Internet is full of simple shell backup scripts. Every DBA and system administrators (including myself) has written one. Bash is a bad tool for this job and in this post I will explain why.

Let’s find out why the need to write anything arises at first place. There is a lot of great backup tools for databases as well as for files. Following Unix paradigm they do one thing and do it well. With tar I can copy files, with mysqldump I can copy MySQL database. But there are other problems to solve. How to do scheduling (although it’s the easiest one), encryption (both transfers and at rest),  compression, backups retention, work with storage. Surely, I’ve missed many more smaller but important details. That’s exactly a reason why people write wrappers on top of their favorite backup tools.
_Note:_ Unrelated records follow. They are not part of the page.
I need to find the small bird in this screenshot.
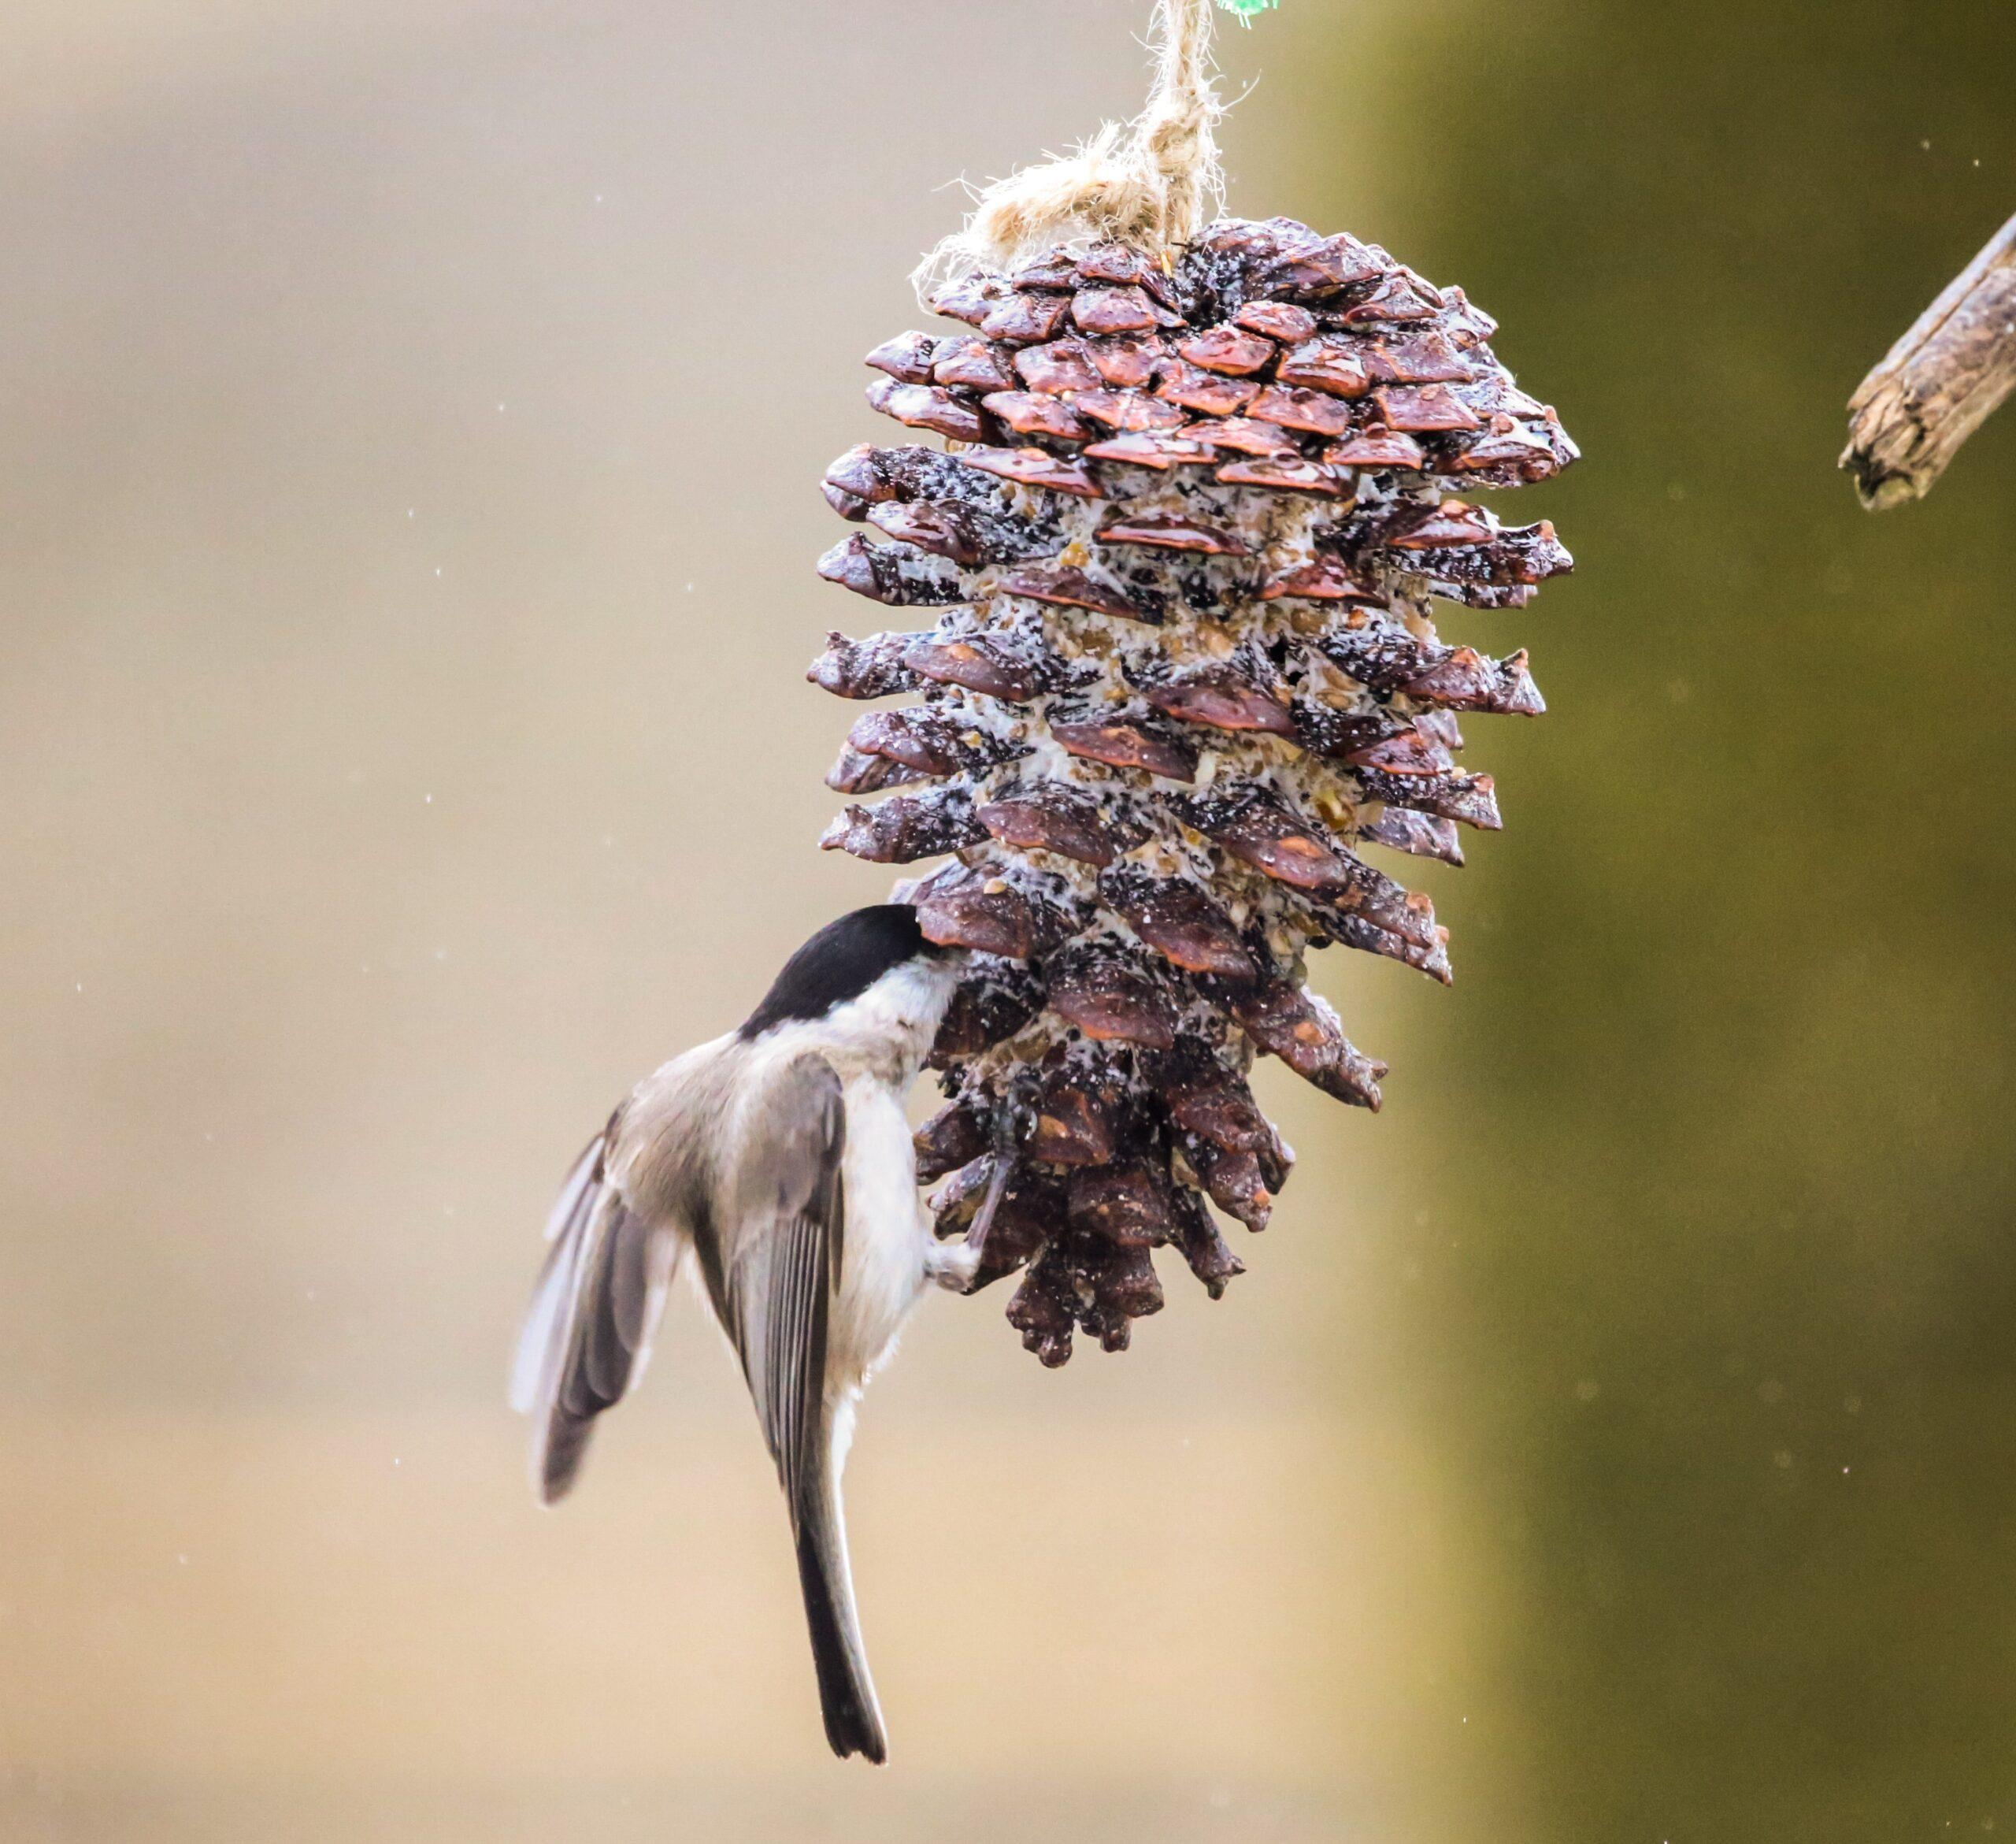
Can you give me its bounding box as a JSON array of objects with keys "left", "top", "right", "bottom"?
[{"left": 510, "top": 904, "right": 979, "bottom": 1763}]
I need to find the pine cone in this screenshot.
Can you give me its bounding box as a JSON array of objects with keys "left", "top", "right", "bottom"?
[{"left": 810, "top": 217, "right": 1576, "bottom": 1366}]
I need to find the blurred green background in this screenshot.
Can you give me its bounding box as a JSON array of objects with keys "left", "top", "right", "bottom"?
[
  {"left": 0, "top": 2, "right": 2012, "bottom": 1840},
  {"left": 1408, "top": 4, "right": 2016, "bottom": 1840}
]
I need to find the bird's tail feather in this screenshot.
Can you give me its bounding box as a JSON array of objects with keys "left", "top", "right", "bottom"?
[{"left": 793, "top": 1460, "right": 887, "bottom": 1764}]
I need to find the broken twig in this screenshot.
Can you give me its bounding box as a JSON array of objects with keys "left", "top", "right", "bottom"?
[{"left": 1842, "top": 211, "right": 2016, "bottom": 509}]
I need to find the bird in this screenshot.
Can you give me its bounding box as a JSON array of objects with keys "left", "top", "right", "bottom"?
[{"left": 510, "top": 903, "right": 983, "bottom": 1764}]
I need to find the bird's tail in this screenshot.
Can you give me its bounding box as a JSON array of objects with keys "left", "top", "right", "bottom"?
[{"left": 792, "top": 1438, "right": 888, "bottom": 1764}]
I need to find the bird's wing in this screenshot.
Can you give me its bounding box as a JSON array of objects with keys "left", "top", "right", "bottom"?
[
  {"left": 513, "top": 1108, "right": 680, "bottom": 1503},
  {"left": 719, "top": 1053, "right": 846, "bottom": 1512},
  {"left": 717, "top": 1052, "right": 885, "bottom": 1762}
]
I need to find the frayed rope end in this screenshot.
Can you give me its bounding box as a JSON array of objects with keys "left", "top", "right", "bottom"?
[{"left": 912, "top": 0, "right": 1276, "bottom": 302}]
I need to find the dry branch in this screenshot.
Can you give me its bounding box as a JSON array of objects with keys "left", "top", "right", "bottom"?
[{"left": 1842, "top": 211, "right": 2016, "bottom": 509}]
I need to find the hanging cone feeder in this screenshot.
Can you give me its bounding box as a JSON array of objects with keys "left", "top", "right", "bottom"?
[{"left": 809, "top": 1, "right": 1577, "bottom": 1365}]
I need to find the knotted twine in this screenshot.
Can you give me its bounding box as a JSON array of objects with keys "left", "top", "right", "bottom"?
[{"left": 913, "top": 0, "right": 1277, "bottom": 297}]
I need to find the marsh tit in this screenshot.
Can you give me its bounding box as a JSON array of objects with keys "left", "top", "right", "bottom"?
[{"left": 511, "top": 904, "right": 980, "bottom": 1763}]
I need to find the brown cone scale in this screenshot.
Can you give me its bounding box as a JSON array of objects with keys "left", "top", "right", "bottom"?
[{"left": 806, "top": 216, "right": 1577, "bottom": 1364}]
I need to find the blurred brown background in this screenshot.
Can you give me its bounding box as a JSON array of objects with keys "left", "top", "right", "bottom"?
[{"left": 2, "top": 2, "right": 2013, "bottom": 1840}]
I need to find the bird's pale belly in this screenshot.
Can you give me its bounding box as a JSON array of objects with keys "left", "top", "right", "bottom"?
[{"left": 828, "top": 1078, "right": 932, "bottom": 1390}]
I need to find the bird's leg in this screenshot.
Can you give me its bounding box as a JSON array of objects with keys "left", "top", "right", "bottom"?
[
  {"left": 947, "top": 1075, "right": 1038, "bottom": 1289},
  {"left": 939, "top": 1159, "right": 1011, "bottom": 1290},
  {"left": 923, "top": 1074, "right": 1036, "bottom": 1294}
]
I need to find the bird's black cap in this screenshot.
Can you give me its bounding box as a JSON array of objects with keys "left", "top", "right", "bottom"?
[{"left": 739, "top": 904, "right": 943, "bottom": 1040}]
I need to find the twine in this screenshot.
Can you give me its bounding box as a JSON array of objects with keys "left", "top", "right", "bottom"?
[{"left": 913, "top": 0, "right": 1251, "bottom": 295}]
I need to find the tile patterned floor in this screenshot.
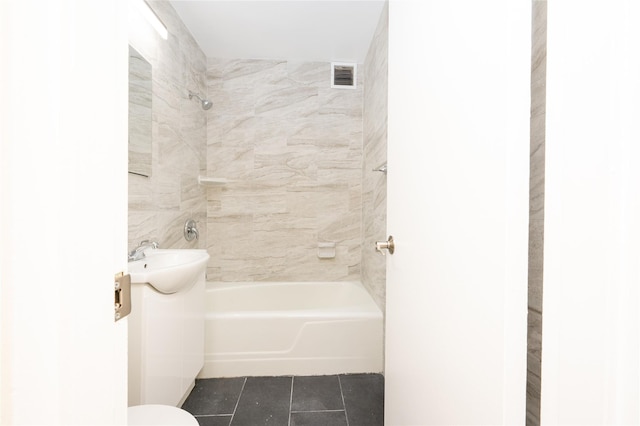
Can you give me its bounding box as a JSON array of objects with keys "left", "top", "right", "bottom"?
[{"left": 181, "top": 374, "right": 384, "bottom": 426}]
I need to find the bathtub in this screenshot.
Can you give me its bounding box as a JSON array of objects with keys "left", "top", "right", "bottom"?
[{"left": 198, "top": 281, "right": 383, "bottom": 378}]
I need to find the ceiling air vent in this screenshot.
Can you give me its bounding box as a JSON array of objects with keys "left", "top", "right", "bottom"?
[{"left": 331, "top": 62, "right": 357, "bottom": 89}]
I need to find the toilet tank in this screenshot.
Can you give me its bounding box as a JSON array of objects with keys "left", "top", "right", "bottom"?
[{"left": 128, "top": 270, "right": 205, "bottom": 407}]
Don’t you think it’s too much for a shell script?

At the beginning I also needed something quick and dirty to backup our databases and files. In one evening I wrote a simple script (!) for MySQL and for files. It was a bash script, its config was also a bash piece. I put it in cron and was content for the moment.

Then I tried to reuse the script for our customers. The script wasn’t good for them in that state. The databases were bigger, they needed S3 storage, incremental backups and other features. That was a moment when the simplicity fired back.

First of all, the shell script has zero test coverage. There were neither unit not integration tests. If you add a smallest change there is no way to guarantee that something else won’t break. Same with bug fixes. If you fix a bug once there is no way to make sure the bug won’t appear again. I’m not aware of any unit test frameworks for Bash, never seen anybody using them. That’s why Bash is a good tool for stuff like “do step 1; do step 2; do step 3; exit”. Anything more complex than that is a reckless driving without fastened seatbelt – if you skilled enough you’ll get to point B, but if anything goes wrong, consequences are catastrophic.

Another problem with Bash is lack of means to work with data. Everything that can be elegantly organized in Python classes becomes spaghetti code in Bash. For any complex algorithm it’s vitally important.

Error handling in Bash is limited and tricky. The best what it has is set -o errexit . And I hope you learned about  set -o pipefailnot the hard way like I did :).

Instead of conclusion I want to tell that vast majority of our data recovery cases has similar story. There was a home baked script that wasn’t running/silently failing/buggy. When the backup copy became needed the script failed to deliver.

That happens because backup is not a simple problem and it cannot be solved by a simple script.



I’m writing this post looking at a tower (Torre Grossa) built  in 14th century. It wouldn’t survive time if ancient masters didn’t follow best practices.